Das führt zu einem bekannten Phänomen: Suchmaschinenoptimierung (SEO). Ganze Branchen leben davon, dass Texte so gestaltet werden, dass sie dem Bewertungssystem von Google gefallen. Wer die richtigen Schlüsselwörter und Strukturen nutzt, der landet weit oben. Auch dann, wenn der Inhalt mittelmäßig ist. So geht es am Ende nicht darum, welche Seite objektiv und informativ über frisch gestartete Online Casinos berichtet, sondern welche in Googles Bewertungssystem passen. Deshalb sollte man auch mehrere Quellen heranziehen – bei Online Casinos helfen mitunter auch Testberichte, die von Spielern verfasst wurden.
Diese Mechanik wird dann scheinbar in der KI-Suche fortgesetzt. Wenn der Chatbot seine Antworten aus denselben Datenquellen generiert, basieren auch seine Texte auf dem, was am besten platziert und nicht unbedingt am besten recherchiert ist.

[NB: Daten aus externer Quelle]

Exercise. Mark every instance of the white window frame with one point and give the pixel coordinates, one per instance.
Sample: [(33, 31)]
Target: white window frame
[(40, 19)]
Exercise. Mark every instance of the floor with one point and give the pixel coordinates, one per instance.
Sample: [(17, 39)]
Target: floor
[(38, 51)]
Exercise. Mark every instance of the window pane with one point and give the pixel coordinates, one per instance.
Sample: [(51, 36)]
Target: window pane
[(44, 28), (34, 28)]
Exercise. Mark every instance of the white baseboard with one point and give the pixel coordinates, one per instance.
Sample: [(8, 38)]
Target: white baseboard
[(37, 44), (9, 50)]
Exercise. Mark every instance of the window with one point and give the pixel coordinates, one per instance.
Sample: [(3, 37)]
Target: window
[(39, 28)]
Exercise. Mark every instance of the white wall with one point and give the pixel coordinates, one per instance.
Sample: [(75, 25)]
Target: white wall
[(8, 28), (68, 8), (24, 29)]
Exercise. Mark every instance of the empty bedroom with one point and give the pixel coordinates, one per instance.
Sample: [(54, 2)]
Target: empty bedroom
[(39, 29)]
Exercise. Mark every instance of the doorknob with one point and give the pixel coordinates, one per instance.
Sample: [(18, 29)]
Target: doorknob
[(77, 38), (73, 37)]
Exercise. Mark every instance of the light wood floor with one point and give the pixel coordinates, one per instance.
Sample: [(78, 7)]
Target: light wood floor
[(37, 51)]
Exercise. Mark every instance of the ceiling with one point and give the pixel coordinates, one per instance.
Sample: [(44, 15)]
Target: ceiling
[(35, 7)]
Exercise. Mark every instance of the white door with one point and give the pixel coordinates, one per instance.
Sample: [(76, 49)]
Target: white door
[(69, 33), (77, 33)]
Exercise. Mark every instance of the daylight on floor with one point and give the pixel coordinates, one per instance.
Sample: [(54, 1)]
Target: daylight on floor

Die Schattenseiten der KI-Suche
Bereits jetzt gibt es einige Fachleute, die das gesamte Prozedere rund um Googles Ergebnisse kritisieren, weil hier über die Jahre an Qualität eingebüßt wurde. Zwischen hochwertigen journalistischen Beiträgen tauchen immer häufiger Seiten auf, die mit Werbung überfrachtet oder einfach nur auf Klicks getrimmt sind. Diese Schwächen könnten sich im KI-Modus sehr wohl potenzieren, weil die Maschine auf Grundlage derselben Treffer arbeitet.

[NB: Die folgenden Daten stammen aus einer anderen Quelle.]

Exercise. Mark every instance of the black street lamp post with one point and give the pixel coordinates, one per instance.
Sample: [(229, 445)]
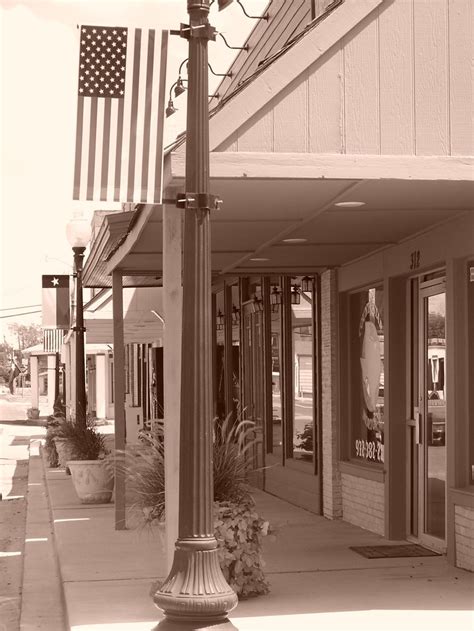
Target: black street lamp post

Fakt ist: Google befindet sich aktuell an einem Wendepunkt. Die Vision, aus der Suchmaschine eine Antwortmaschine zu machen, verändert nicht nur die Art, wie Menschen Informationen finden, sondern auch, wie dann Wissen im Netz entsteht und in weiterer Folge verteilt wird.

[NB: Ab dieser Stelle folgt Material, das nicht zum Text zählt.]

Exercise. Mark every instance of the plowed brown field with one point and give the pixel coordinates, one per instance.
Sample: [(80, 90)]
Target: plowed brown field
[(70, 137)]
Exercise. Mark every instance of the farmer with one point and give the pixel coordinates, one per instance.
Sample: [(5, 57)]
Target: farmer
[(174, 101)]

Für Nutzer bedeutet der KI-Modus in erster Linie natürlich mehr Bequemlichkeit: weniger Klicks, mehr Zusammenfassungen und ein direkter Zugang zu Wissen. Für die Produzenten von Inhalten dagegen stellt sich die Frage, wie ihre Arbeit künftig sichtbar bleiben kann. Wenn die KI die besten Teile eines Artikels übernimmt, ohne dass jemand die Seite besucht, dann steht die wirtschaftliche Basis vieler Online Medien auf dem Spiel.
Gleichzeitig zeigt die Entwicklung aber auch ganz klar, wie schnell sich Informationsgewohnheiten wandeln. Vor 25 Jahren war das Eintippen einzelner Suchbegriffe ein riesiger Fortschritt. Heute reicht eine Frage in natürlicher Sprache und eine KI antwortet wie ein Mensch.